25 Giugno 2026

Pio d’Emilia: in Cina non c’è panico per il Covid, ormai definito ufficialmente un’infuenza

L’emergenza Covid in Cina è stata sopravvalutata dall’Occidente. Lo sostiene il giornalista e yamatologo Pio d’Emilia, che  da oltre trent’anni vive e lavora in Asia. In una intervista a Libero sostiene infatti che “tutto quello che noi sentiamo della Cina possono essere speculazioni, come questi video che circolano on line di morti accatastati nei crematori”.…
31 Dicembre 2022
Covid Cina 2
Covid Cina 2

L’emergenza Covid in Cina è stata sopravvalutata dall’Occidente. Lo sostiene il giornalista e yamatologo Pio d’Emilia, che  da oltre trent’anni vive e lavora in Asia. In una intervista a Libero sostiene infatti che “tutto quello che noi sentiamo della Cina possono essere speculazioni, come questi video che circolano on line di morti accatastati nei crematori”.

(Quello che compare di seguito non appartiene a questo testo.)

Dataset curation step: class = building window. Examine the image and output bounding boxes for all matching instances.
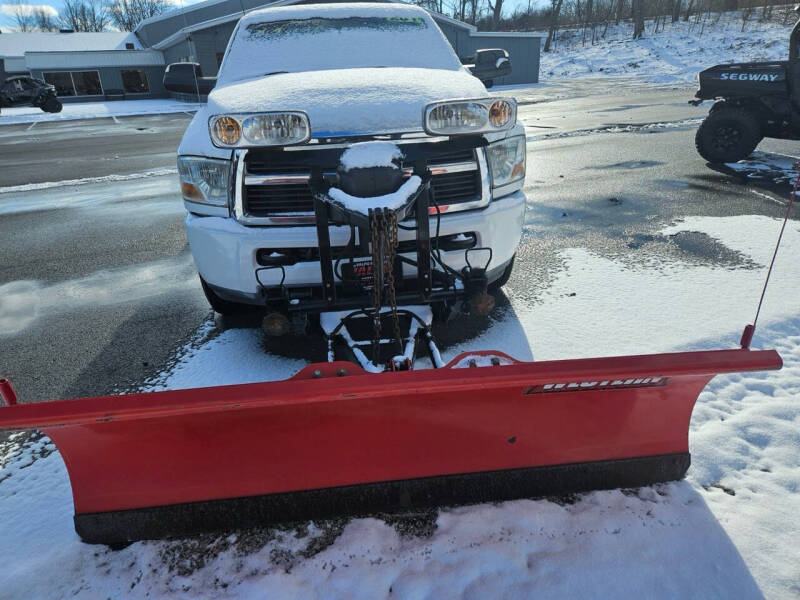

Pio d’Emilia: non hanno attrezzato le strutture sanitarie

Giustificate invece le critiche su come è stato affrontato il Covid. “In questi tre anni – afferma Pio d’Emilia – francamente Pechino poteva dedicarsi a rafforzare le sue strutture, come ha fatto anche la nostra Italietta. Doveva aumentare le terapie intensive, il personale, e non l’ha fatto. Ecco perché adesso c’è il collasso degli ospedali, ma ripeto, è un collasso dato da un’endemia. Ormai in Cina il Covid è anche ufficialmente definito un’influenza endemica».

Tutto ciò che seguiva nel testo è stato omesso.